The scenario is that we needed to enable an Exchange CAS array for Kerberos authentication. I'm familiar with Kerberos and know that in this situation you create a service account in Active Directory and associate any necessary SPNs to that serivce account and only that service account. At this point for most load balanced or clustered services you would then visit each node in the cluster and configure the service been load balanced to use the service account you created.

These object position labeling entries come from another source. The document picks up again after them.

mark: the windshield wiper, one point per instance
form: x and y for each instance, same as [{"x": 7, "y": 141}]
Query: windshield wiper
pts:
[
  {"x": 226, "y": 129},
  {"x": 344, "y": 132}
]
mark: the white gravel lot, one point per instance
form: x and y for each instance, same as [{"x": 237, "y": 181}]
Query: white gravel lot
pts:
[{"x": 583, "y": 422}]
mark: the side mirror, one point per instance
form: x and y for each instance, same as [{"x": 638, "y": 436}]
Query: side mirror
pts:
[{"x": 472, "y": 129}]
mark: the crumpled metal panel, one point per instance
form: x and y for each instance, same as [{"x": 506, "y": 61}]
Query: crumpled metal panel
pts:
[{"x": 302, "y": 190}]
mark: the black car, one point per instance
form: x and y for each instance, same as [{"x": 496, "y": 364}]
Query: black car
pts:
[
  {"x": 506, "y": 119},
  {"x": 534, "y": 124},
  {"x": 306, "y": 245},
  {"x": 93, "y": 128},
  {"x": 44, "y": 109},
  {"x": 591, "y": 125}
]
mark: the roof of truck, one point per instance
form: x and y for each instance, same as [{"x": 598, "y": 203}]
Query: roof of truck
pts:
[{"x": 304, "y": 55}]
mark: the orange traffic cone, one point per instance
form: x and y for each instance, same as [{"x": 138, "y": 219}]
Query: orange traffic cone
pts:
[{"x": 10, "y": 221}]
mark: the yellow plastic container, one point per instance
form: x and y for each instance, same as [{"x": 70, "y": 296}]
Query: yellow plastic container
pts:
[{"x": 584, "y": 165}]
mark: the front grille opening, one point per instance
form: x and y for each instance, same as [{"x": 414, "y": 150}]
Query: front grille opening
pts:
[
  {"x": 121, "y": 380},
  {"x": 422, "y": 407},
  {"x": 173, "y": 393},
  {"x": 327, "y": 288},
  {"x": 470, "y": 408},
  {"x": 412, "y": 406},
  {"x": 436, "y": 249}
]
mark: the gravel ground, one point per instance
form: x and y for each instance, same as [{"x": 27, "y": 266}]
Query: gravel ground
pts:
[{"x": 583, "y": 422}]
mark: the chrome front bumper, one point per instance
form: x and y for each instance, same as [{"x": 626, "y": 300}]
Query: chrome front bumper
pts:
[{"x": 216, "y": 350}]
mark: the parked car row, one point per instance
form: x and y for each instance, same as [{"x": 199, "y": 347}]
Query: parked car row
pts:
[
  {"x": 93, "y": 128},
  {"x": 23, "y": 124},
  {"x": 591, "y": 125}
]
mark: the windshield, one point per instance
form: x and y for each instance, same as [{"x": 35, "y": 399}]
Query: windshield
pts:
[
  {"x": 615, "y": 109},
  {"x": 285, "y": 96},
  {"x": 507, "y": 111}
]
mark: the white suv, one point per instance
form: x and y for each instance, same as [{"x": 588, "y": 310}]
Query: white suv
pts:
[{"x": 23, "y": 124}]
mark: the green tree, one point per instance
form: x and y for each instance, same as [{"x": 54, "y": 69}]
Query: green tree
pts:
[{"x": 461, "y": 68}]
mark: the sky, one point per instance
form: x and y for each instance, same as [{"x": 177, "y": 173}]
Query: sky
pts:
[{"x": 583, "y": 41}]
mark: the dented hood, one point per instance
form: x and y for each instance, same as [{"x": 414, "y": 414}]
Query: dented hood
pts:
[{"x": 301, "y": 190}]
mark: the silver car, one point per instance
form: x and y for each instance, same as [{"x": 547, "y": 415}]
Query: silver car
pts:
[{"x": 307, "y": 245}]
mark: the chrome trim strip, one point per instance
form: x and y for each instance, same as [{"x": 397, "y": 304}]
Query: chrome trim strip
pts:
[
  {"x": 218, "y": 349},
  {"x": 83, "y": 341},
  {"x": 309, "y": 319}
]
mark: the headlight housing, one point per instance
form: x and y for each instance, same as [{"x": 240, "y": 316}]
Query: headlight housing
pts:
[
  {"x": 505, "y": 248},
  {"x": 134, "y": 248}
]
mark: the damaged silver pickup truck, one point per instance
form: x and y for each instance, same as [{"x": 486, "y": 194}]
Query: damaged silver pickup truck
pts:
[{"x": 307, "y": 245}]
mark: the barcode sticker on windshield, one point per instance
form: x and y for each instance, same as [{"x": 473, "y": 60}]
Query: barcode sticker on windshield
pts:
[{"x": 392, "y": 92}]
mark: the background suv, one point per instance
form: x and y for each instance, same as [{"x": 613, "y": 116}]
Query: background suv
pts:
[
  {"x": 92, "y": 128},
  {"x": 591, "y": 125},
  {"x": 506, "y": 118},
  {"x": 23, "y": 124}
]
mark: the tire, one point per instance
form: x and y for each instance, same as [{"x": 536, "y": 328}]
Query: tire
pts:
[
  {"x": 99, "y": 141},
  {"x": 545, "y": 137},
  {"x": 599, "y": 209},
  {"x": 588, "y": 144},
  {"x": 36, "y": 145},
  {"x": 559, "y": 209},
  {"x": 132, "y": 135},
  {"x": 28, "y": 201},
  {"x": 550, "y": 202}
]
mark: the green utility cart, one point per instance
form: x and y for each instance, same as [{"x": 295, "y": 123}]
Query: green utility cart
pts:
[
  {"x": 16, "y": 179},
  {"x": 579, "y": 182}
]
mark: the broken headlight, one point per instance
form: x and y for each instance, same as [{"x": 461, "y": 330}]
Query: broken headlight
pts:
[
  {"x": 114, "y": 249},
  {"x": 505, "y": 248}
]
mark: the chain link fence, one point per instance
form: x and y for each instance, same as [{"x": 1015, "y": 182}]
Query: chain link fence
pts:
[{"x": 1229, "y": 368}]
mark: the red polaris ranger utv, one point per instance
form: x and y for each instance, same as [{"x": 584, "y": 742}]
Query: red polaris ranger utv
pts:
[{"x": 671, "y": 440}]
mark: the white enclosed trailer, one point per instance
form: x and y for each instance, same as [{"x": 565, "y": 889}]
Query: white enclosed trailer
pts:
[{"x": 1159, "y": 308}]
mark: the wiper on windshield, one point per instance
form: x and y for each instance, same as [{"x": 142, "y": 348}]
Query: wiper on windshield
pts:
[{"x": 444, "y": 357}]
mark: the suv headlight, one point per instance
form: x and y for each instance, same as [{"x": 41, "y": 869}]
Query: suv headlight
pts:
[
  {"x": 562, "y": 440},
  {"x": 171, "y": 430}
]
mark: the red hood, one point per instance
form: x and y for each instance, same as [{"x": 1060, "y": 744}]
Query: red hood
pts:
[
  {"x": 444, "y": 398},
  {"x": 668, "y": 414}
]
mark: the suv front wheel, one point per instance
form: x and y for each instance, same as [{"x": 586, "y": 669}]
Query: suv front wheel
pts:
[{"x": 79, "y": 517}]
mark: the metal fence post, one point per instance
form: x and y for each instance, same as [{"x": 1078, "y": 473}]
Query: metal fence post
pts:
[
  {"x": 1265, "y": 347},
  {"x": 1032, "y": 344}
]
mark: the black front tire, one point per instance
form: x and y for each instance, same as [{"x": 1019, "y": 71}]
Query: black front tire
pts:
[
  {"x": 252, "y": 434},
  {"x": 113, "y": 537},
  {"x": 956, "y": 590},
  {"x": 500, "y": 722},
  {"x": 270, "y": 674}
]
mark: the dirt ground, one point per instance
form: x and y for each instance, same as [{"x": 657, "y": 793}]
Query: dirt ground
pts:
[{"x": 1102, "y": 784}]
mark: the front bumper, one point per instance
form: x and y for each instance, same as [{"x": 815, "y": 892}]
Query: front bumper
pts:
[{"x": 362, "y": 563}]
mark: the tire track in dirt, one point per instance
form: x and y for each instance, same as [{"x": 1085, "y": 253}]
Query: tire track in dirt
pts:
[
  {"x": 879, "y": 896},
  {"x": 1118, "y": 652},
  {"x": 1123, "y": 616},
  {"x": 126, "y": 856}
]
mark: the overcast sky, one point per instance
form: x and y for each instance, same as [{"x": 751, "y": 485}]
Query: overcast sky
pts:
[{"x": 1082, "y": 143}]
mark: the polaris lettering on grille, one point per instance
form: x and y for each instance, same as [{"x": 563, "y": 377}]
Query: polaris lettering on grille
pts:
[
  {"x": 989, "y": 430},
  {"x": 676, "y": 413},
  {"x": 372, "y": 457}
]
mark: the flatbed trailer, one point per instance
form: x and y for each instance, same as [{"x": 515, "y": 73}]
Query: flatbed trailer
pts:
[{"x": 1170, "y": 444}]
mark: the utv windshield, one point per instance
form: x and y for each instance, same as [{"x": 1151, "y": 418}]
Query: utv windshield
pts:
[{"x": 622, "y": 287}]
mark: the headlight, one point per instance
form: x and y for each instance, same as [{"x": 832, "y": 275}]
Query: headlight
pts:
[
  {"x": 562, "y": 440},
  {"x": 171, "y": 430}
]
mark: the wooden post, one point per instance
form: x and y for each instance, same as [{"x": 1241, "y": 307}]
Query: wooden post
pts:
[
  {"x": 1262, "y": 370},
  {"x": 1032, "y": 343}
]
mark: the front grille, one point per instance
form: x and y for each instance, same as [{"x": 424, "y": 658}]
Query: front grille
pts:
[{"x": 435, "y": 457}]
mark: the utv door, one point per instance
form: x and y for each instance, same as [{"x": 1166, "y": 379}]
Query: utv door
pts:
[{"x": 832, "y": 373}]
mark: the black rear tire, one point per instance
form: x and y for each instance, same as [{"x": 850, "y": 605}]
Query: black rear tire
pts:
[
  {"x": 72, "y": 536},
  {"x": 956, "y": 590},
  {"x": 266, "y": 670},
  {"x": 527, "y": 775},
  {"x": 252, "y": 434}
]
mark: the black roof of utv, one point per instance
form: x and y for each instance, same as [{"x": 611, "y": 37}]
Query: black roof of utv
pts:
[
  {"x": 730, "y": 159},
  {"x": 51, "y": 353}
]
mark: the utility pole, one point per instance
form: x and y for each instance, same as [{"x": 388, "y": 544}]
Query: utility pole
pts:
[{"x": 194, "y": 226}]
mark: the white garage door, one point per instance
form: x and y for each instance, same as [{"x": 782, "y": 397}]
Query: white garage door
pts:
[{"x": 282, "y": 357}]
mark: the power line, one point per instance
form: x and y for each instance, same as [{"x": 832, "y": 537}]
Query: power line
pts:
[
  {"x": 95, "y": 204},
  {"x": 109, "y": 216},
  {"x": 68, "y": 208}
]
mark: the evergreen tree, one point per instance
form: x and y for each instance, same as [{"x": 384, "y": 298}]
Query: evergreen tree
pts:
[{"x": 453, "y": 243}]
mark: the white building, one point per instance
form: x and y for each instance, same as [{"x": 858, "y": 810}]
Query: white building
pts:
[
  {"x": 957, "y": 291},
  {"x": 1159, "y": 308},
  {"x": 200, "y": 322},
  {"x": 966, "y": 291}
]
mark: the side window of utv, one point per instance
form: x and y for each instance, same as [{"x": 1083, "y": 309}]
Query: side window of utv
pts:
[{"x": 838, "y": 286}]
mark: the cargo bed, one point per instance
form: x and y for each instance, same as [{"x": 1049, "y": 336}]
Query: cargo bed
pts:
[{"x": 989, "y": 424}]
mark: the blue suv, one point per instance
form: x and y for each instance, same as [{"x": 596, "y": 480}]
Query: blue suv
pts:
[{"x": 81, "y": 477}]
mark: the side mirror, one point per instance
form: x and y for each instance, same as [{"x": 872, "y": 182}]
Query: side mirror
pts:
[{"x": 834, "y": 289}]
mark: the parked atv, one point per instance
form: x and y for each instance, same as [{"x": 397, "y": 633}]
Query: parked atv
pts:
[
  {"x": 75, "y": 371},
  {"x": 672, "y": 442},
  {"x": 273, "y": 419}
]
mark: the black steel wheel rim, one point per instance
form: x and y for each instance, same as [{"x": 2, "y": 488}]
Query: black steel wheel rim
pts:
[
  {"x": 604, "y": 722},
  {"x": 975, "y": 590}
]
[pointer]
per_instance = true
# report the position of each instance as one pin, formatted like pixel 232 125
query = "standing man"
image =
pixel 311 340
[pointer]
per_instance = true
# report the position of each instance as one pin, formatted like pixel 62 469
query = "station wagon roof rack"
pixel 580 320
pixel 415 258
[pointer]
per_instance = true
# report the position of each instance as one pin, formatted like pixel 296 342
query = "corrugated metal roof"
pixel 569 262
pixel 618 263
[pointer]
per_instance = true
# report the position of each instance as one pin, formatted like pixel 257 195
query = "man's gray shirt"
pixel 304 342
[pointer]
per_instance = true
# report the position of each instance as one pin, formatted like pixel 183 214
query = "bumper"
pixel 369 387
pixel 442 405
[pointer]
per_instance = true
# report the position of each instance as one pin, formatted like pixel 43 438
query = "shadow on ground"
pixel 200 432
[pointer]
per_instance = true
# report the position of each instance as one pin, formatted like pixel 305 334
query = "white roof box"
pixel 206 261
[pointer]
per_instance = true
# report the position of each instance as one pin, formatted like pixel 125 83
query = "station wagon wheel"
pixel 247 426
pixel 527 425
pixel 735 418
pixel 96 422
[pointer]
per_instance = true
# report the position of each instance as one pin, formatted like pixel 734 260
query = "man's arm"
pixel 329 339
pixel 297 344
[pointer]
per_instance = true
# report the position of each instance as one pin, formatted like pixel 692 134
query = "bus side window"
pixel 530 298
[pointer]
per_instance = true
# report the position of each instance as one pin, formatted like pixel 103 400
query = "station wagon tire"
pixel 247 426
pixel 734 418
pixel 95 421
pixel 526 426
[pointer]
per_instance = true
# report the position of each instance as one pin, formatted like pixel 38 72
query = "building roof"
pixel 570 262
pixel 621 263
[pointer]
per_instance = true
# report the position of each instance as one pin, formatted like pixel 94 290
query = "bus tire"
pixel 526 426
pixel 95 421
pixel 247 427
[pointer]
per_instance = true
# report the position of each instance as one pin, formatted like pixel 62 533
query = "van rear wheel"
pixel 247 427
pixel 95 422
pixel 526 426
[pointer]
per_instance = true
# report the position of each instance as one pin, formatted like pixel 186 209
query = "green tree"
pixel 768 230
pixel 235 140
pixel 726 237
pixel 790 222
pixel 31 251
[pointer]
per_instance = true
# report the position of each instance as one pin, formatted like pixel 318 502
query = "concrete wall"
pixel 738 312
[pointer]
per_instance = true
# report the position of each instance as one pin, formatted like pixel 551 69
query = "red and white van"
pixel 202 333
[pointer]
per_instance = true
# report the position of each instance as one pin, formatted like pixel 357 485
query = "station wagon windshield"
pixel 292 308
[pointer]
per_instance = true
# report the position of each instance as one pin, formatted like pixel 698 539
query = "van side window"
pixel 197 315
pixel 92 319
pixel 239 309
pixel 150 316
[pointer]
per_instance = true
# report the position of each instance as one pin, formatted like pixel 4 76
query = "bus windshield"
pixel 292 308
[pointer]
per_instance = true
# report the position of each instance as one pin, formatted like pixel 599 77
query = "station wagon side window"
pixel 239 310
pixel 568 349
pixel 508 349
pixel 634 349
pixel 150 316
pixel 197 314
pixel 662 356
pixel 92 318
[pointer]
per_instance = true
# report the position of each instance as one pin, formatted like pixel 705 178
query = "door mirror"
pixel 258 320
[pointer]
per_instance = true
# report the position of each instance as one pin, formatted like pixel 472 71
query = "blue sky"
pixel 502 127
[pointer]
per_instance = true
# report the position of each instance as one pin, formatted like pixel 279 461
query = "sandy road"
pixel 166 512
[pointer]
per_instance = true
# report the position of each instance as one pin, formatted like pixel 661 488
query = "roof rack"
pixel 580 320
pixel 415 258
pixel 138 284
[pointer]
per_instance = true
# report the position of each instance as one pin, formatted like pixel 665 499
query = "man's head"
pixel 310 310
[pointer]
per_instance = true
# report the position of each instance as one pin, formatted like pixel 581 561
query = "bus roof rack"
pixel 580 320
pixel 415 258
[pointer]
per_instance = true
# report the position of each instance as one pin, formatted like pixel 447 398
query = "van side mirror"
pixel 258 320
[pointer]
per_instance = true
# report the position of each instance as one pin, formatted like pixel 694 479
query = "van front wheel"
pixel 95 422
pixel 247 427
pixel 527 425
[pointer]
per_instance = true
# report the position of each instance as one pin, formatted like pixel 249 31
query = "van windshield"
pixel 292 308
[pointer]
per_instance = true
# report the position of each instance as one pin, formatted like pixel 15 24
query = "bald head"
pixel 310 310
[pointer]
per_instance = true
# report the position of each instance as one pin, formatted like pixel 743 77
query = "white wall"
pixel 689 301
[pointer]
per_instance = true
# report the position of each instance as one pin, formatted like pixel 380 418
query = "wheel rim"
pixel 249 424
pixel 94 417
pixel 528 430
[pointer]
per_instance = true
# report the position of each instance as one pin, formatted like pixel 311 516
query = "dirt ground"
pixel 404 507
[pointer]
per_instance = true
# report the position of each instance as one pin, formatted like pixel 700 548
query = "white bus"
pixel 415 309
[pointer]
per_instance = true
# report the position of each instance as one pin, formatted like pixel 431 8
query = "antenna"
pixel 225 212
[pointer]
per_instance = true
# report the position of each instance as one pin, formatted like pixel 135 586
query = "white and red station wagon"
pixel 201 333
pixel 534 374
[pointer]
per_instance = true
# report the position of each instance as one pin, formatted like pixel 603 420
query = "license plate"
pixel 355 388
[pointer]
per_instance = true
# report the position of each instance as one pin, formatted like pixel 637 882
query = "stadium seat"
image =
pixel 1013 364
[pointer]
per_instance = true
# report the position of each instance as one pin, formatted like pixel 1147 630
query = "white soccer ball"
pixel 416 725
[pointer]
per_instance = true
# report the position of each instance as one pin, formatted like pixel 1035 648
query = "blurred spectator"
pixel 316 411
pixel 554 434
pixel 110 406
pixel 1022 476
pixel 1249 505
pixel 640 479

This is indeed what you do when configuring an Exchange CAS array for kerberos authentication. Microsoft provides a script called rollalternativeserviceaccountpassword.ps1 which automatically configures the services on all the members of the CAS array to use the service account you have created. Here is some documentation on this process

http://technet.microsoft.com/en-us/library/ff808312(v=exchg.141).aspx

The script works and our array is using Kerberos, however the way the script deployed the service account seems very bizarre to me. After we ran the script I was expecting to see various Exchange services and application pools on the array members running as the service account, however they aren't. They are still running as other LocalSystem or NetworkService, not the service account name. My understanding of Kerberos tells me this can't work, but obviously it is.

I did some more research and found this article.

http://technet.microsoft.com/en-us/library/ff808313(v=exchg.141).aspx

Which suggests that somehow or another the behaviour of the OS has been changed a bit so that LocalSystem and NetworkService will both be able to act like the service account as well as like LocalSystem and NetworkService. The relevant paragraph is in The Solution section. Other then this document there seems to be almost no information on how ASAs work under the hood.

Can anybody explain how this was done?